書くコスト、読むコスト

 じゃあ、きっちり書けばいいのか、というと、必ずしもそうではありません。きっちりした文章は、書く場合でも、そして、読む場合でもコストがかかります。高コストな文章は、書きにくく、読みにくく、結果として文章の機能性が下がります。たとえ、読まれなくても、長く、よく構築された文章を書き、文章力を鍛えるか、逆に、文章を削り、SBMのコメント欄の100字、Twitterの140字でメッセージを伝えるか、そこはお好みでというところですが。

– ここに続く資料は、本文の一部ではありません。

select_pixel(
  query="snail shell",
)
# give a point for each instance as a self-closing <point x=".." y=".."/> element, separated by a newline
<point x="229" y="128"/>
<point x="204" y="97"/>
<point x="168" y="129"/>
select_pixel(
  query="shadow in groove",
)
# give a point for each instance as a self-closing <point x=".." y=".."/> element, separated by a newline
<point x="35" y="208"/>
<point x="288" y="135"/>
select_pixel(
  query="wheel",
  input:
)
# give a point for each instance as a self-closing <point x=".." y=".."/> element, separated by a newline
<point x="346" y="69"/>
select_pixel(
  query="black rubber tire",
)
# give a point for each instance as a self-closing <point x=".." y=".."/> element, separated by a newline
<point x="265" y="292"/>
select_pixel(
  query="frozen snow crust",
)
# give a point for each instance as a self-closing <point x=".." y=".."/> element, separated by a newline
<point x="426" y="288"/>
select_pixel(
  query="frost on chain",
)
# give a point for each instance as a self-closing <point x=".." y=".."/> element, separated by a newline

一瞬、この人が書いたのかと思った、てなどうでもいい話はさておき。
きっちりした文章とそうでない文章とで、読み書きするのにかかる費用が大きく違うとは考えにくいので、ここでいう「コスト」とは金銭的なそれのことではないことは確かだと思う。では、どのようなコストを考えているのか。思いつくのは時間的コストと心理的コストくらいだ。
時間的コストというのは、要するに読み書きするのにかかる時間のことだ。文章を書きとばすのと、きっちりと構成するのとでは、書く時間が全然違うのは言うまでもない。ただ、読む側の所要時間のほうはよくわからない。書き飛ばした文章を読むときにはかえって時間がかかるかもしれないからだ。いずれにせよ、短文より長文のほうが読むのに時間がかかるとは言えるだろうが。
心理的コストのほうは時間的コストに比べると漠然とした概念だ。読み書きすることへの抵抗感や緊張感、いざ取りかかったときの疲労など、あるいはまだほかに要素があるかもしれない。書く側にとっては、書き流しでいい場合に比べて、きっちりとした文章を書かないといけないと思ったときのほうが緊張が高まるので、コスト高といえるかもしれない。一方、読者の側にとっては、きっちりと書かれた文章のほうが頭にすんなり入ってくるはずなので、コストが低いということになるように思う。
……というようなことを書き流しながら考えているうちに、どうも変だという気がしてきた。もともとBlogを書くと文章が荒れる問題 - REVの日記 @はてな高速に書くと推敲が甘くなる - fuzzy Weblog@hatenaを受けて書かれていて、さらにこの話題はブログを書いていると文章が下手になる - 横浜逍遙亭に遡るのだから、この文脈でいう「きっちりした文章」とは書き殴った文章と対比されているはずなのだが、後段になると「長く、よく構築された文章」と言い換えられて、「文章を削り、SBMのコメント欄の100字、Twitterの140字でメッセージを伝える」という局面と対比されており、複数の尺度がごっちゃになっているように思われるのだ。
たとえば、

  • 文章が物理的に長いか、短いか
  • 思いつきをそのまま書くか、練り上げるか
  • 論理的ステップを明示するか、文脈から察せられる事柄を省略するか

など。ほかにもあるかもしれない。
少なくとも読み手側の時間的・心理的コストの高低は、どういう意味で「きっちりした文章」とそうでない文章を対比しているかによって違ってくるのではないかと思う。
なお、この文章はだいたい40分かけて書いた。

追記

上の文章を読み返してみると「書きとばす」「書き飛ばした」と漢字の使い方に乱れがある。全然、推敲していない証拠だ。直そうかとも思ったが、これも何かの参考になるかもしれないと思い直したので、そのままにしておく。
もし、この話題できっちりとした文章を書くつもりなら、途中で思いついたことを思いついた順に書いたりせずに、論点を整理して全然別の流れになっていただろう。そんな文章を書くのはしんどいのでただではやりたくないのだが、仮にやるとすれば半日くらいかけることになったと思う。
ちなみに、この追記を書くのには7分くらいかかった。